Reputation: 131
I have the following XML-response(s) via SRU in dublin core (of which there are several, this is one example):
<dc:title>Die EU im Einsatz gegen den Klimawandel : der EU-Emissionshandel - ein offenes System, das weltweit Innovationen fördert / [Europäische Kommission]</dc:title>
<dc:creator>Europäische Kommission</dc:creator>
<dc:publisher>[Luxemburg] : [Amt für Amtliche Veröff. der Europ.

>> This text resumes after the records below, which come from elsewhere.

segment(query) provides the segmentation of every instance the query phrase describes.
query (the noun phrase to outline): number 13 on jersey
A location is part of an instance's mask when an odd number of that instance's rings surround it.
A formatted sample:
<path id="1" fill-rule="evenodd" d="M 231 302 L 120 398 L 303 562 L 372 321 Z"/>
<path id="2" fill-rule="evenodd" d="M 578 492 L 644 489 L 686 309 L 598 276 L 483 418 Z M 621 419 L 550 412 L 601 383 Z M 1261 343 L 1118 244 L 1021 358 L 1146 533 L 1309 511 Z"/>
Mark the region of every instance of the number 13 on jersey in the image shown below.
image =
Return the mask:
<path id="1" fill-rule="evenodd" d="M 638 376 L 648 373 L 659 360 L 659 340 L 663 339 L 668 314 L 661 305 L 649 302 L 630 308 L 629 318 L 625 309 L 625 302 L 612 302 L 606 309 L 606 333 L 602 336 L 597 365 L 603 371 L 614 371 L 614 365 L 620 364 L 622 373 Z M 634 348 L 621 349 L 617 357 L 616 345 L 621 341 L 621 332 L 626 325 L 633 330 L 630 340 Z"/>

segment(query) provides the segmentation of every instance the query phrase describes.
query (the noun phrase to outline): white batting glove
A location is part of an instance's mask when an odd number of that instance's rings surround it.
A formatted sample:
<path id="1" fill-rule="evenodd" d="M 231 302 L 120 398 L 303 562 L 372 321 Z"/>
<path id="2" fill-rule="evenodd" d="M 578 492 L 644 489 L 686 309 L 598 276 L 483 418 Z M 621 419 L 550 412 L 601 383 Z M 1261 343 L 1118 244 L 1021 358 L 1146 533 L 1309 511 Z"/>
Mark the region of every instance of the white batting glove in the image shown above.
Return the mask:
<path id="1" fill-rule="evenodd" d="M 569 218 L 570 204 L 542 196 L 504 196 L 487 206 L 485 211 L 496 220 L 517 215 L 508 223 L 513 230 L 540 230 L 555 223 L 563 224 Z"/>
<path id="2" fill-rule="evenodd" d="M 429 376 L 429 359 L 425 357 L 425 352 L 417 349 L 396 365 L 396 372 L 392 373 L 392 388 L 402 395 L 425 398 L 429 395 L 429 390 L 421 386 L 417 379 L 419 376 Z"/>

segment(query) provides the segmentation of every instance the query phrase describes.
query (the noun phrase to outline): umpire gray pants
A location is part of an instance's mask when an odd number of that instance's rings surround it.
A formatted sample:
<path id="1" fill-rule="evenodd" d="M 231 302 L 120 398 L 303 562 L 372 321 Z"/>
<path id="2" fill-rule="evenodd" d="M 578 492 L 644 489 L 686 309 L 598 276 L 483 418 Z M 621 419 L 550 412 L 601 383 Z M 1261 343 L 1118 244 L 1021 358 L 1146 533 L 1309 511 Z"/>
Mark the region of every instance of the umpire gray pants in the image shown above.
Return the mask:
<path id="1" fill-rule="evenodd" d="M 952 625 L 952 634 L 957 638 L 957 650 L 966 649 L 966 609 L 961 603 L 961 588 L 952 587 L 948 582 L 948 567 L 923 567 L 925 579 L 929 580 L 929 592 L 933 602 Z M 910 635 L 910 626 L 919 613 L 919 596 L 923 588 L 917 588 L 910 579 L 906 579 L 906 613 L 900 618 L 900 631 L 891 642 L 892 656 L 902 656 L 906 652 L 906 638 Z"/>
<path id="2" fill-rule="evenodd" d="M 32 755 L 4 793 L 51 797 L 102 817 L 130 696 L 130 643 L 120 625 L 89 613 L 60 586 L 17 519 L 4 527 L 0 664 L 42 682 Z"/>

Gemeinschaften]</dc:publisher>
<dc:date>2005</dc:date>
<dc:language>ger</dc:language>
<dc:identifier xmlns:tel="http://krait.kb.nl/coop/tel/handbook/telterms.html" xsi:type="tel:ISBN">92-894-9187-6 geh.</dc:identifier>
<dc:identifier xsi:type="dnb:IDN">992017882</dc:identifier>
<dc:subject>360 Soziale Probleme, Sozialdienste, Versicherungen</dc:subject>
<dc:subject>330 Wirtschaft</dc:subject>
<dc:format>20 S.</dc:format>
</dc></recorddata><recordposition>3</recordposition></record>
I am trying to address the element <dc:identifier xsi:type="dnb:IDN">992017882</dc:identifier>, but I seem to be unable to properly do this. Since I have several of these records and some have 2, some 1, some 3 or more dc:identifier versions, I am working with a function to get the content of the xml-tags I require and am parsing it to a dataframe afterwards. This works well for elements such as dc:title, but the moment I need to also address the attributes, I am at a loss. I have tried various things, but seem to have an issue with the fact that I need to adress two namespaces (?). The current function looks like this:
def parse_record(record):
ns = {"dc": "http://purl.org/dc/elements/1.1/"}
xml = ET.fromstring(unicodedata.normalize("NFC", str(record)))
#idn
idn = xml.xpath(".//dc:identifier[@xsi:type='dnb:IDN']", namespaces=ns)
try:
idn = idn.text
except:
idn = 'fail'
# titel
titel = xml.xpath('.//dc:title', namespaces=ns)
try:
titel = titel[0].text
#titel = unicodedata.normalize("NFC", titel)
except:
titel = "unkown"
meta_dict = {"idn":idn, "titel":titel}
return meta_dict
I can run the function without any problems, but when I try to parse the response into a dataframe with the following code:
output = [parse_record(record) for record in records]
df = pd.DataFrame(output)
df
I get the error message: "XPathEvalError: Undefined namespace prefix"
Can anyone help?
Upvotes: 0
Views: 90
Reputation: 4462
As pointed out in comments dictionary containing namespace declarations should include definition for xsi
prefix as well:
ns = {
"dc": "http://purl.org/dc/elements/1.1/",
# should be changed depending on the namespace
"xsi": "http://www.w3.org/2001/XMLSchema-instance"
}
Upvotes: 1